I wish I had a good answer. There are plenty of small projects I work on each day and even a few big plans I have for the immediate future, but long-term plans or plans for who I want to be as a person? Incredibly fuzzy. I can say for certain, though, that I’m beyond done with the pattern my life seems to have fallen into over the past year or two: endlessly pouring myself out for others to no avail, “socializing” by talking endlessly about shallow things without some greater point to the exchange, and getting drained or dragged around by negative humans. No more of that.

For more than a month now, I’ve been in a phase of hating humans, especially those who make life miserable for myself as well as the few humans and the many animals I love and care about. This has resulted in me mostly keeping to myself at home, along with working through lots of pain. When I do interact with other humans, it’s usually briefly and in shallow ways to avoid the risk of further pain. Fortunately, the few deeper interactions I’ve had lately have been overall positive.

I’m finally starting to embody the fact that I don’t exist to please others and that I can’t pour myself out or endlessly restrain myself just so someone doesn’t feel feel slightly upset or uncomfortable. That’ll either kill me from stress or give me a life so miserable that I’d prefer being dead. I’ve understood this intellectually for years but have been unable to fully practice it until relatively recently. This is both scary as it’s new territory for me and exciting as I’m finally making real progress in an area where I’d always previously felt stuck.

Along with this, I’ve spent the past few weeks working through an enormous amount of rage over how others have treated me throughout my life (from the violence in my early years to the yelling, intimidation, mockery, and other kinds of cruelty in the years since then). I’m determined to put a stop to that. I’m upping my boundaries game, avoiding any and all toxic conversations and situations, and prioritizing those who treat me as I want to be treated. I’m also working hard to refrain from adopting the bad behavior of toxic humans so I don’t sink to their level.

All of that inner work has me feeling closer to where I was emotionally from late March through mid April of this year. Some days, I’m even getting the same sensations I had back in late August through most of September last year. While I’m not feeling exactly like I was during either of those time periods, I am feeling much better than I’ve felt for most of this year. Steadily increasing peace alongside the courage to face even my most painful emotions are always signs that I’m on the right track. That gives me hope that I’ll eventually get back to those places or, perhaps, even better ones.
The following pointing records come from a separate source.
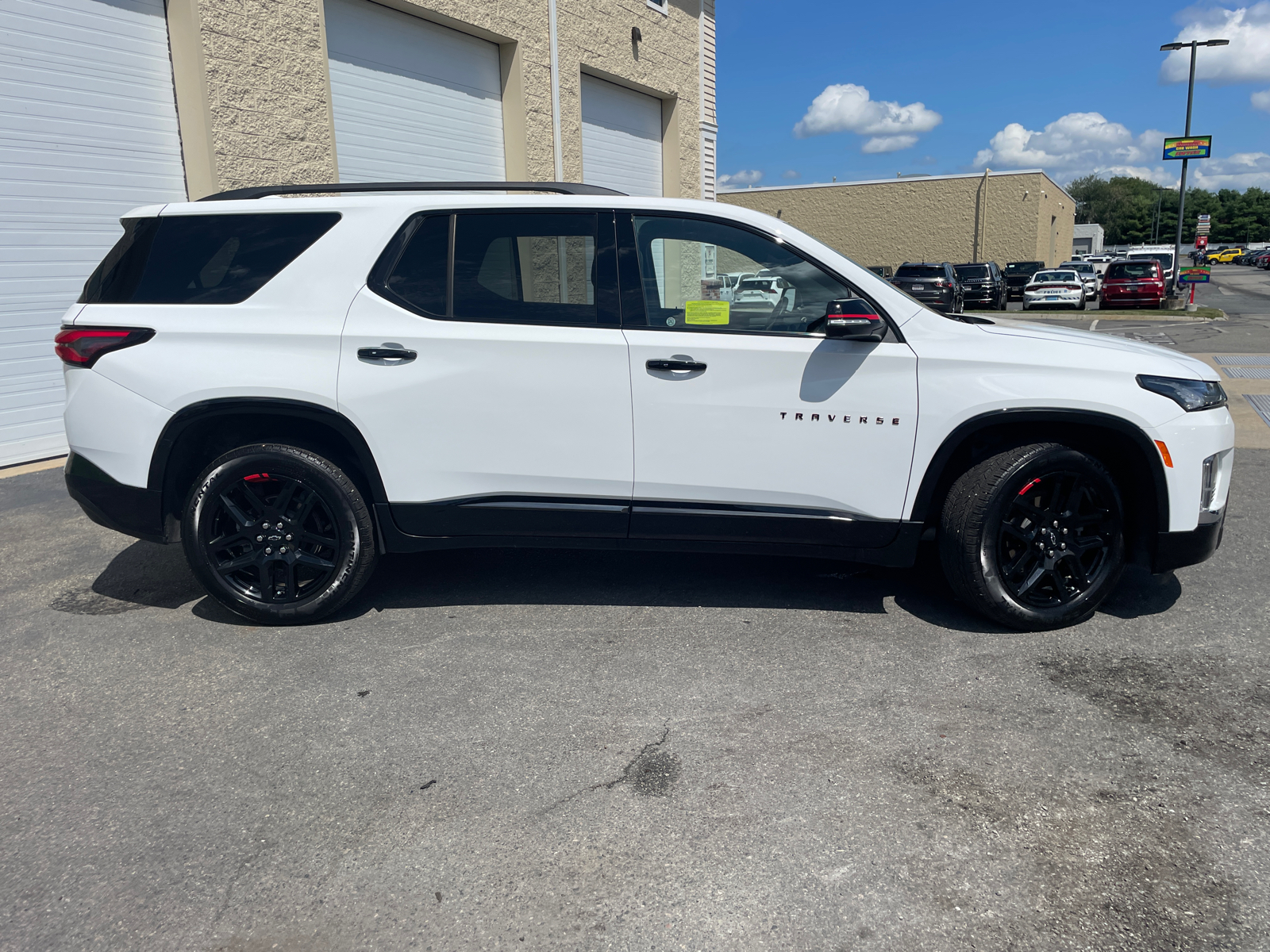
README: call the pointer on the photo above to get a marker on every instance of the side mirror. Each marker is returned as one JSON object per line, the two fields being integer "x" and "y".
{"x": 854, "y": 319}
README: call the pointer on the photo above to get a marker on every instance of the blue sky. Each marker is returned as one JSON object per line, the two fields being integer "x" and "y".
{"x": 1072, "y": 88}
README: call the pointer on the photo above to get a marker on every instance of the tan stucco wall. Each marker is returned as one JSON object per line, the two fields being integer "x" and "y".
{"x": 956, "y": 220}
{"x": 267, "y": 111}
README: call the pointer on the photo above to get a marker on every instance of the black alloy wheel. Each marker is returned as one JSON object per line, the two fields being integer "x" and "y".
{"x": 279, "y": 535}
{"x": 1034, "y": 537}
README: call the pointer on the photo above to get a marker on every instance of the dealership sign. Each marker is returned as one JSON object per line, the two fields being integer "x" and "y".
{"x": 1189, "y": 148}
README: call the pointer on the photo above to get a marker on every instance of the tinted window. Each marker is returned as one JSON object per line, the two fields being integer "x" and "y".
{"x": 202, "y": 259}
{"x": 418, "y": 278}
{"x": 537, "y": 268}
{"x": 679, "y": 263}
{"x": 1146, "y": 270}
{"x": 1166, "y": 260}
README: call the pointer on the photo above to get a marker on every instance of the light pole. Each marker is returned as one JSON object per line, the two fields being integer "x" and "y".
{"x": 1181, "y": 196}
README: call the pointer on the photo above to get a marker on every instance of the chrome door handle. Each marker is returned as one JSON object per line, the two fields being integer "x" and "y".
{"x": 675, "y": 365}
{"x": 398, "y": 355}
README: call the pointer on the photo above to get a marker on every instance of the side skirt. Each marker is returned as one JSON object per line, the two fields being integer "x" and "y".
{"x": 899, "y": 550}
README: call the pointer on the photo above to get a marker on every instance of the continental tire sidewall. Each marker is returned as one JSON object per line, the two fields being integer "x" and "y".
{"x": 356, "y": 556}
{"x": 968, "y": 543}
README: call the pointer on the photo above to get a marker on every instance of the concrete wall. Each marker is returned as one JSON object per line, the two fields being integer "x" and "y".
{"x": 1010, "y": 217}
{"x": 254, "y": 94}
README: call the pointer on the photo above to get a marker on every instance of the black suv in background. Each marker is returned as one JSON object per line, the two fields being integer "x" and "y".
{"x": 1018, "y": 274}
{"x": 933, "y": 285}
{"x": 983, "y": 285}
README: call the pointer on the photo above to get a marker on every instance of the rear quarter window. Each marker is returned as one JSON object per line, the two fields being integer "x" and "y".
{"x": 202, "y": 259}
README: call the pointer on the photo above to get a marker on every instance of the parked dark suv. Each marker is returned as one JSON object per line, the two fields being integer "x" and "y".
{"x": 982, "y": 285}
{"x": 933, "y": 285}
{"x": 1018, "y": 274}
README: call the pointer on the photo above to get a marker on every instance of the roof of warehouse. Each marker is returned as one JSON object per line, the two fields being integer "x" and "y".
{"x": 907, "y": 178}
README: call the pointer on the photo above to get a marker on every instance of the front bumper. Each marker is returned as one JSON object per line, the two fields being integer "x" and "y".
{"x": 1175, "y": 550}
{"x": 129, "y": 509}
{"x": 1068, "y": 300}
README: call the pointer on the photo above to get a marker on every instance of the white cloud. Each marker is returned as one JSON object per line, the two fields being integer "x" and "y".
{"x": 1083, "y": 144}
{"x": 1240, "y": 171}
{"x": 1245, "y": 60}
{"x": 849, "y": 108}
{"x": 1071, "y": 146}
{"x": 740, "y": 179}
{"x": 888, "y": 144}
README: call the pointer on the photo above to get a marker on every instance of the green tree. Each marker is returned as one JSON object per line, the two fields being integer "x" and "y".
{"x": 1127, "y": 209}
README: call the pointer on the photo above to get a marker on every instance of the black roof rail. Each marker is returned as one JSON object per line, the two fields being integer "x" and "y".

Despite what I said a few paragraphs ago, I don’t spend huge amounts of time dwelling on the negative stuff. I’m more concerned with making good use of my remaining life so I have few to no regrets at the end. I’d hate to turn out like some people (both fictional characters in cautionary tales and real humans) who doubled down on their character flaws, gradually got worse over their lives, and died miserable and alone. Should that happen to me, even if I were to accomplish most of my goals and attain success by worldly standards, I will consider myself to have been a complete failure. Someone who had small victories in trivial areas but lost in the most important parts of life. I won’t let that happen.

I’ve become convinced that none of the ideas I would love to see take place will ever happen on a large scale. Those ideas all depend on enough humans healing their trauma, practicing effective communication, and choosing the high road almost all the time, none of which I can imagine happening now or anytime in the future. All my desperate efforts in that direction seem to have been totally fruitless so I’m going to stop them. I’ll still talk about and encourage these ideas through my blog and my eventual books as I enjoy writing about them, and I’ll still help my loved ones where I can, but I no longer expect any of that to transform the world. I certainly no longer feel the pressure to single handidly solve all the world’s problems and save everyone in the world, which is a huge relief. My only remaining hope is that these changes will happen on a small scale, such as my close friends and family members finding lasting healing, peace, and wellbeing. I don’t know how to get there from here. I barely know my next steps at this point. I simply hope that, with everything I’ve learned over the past five or six years, I will be able to move away from what isn’t currently working and move toward something that does work.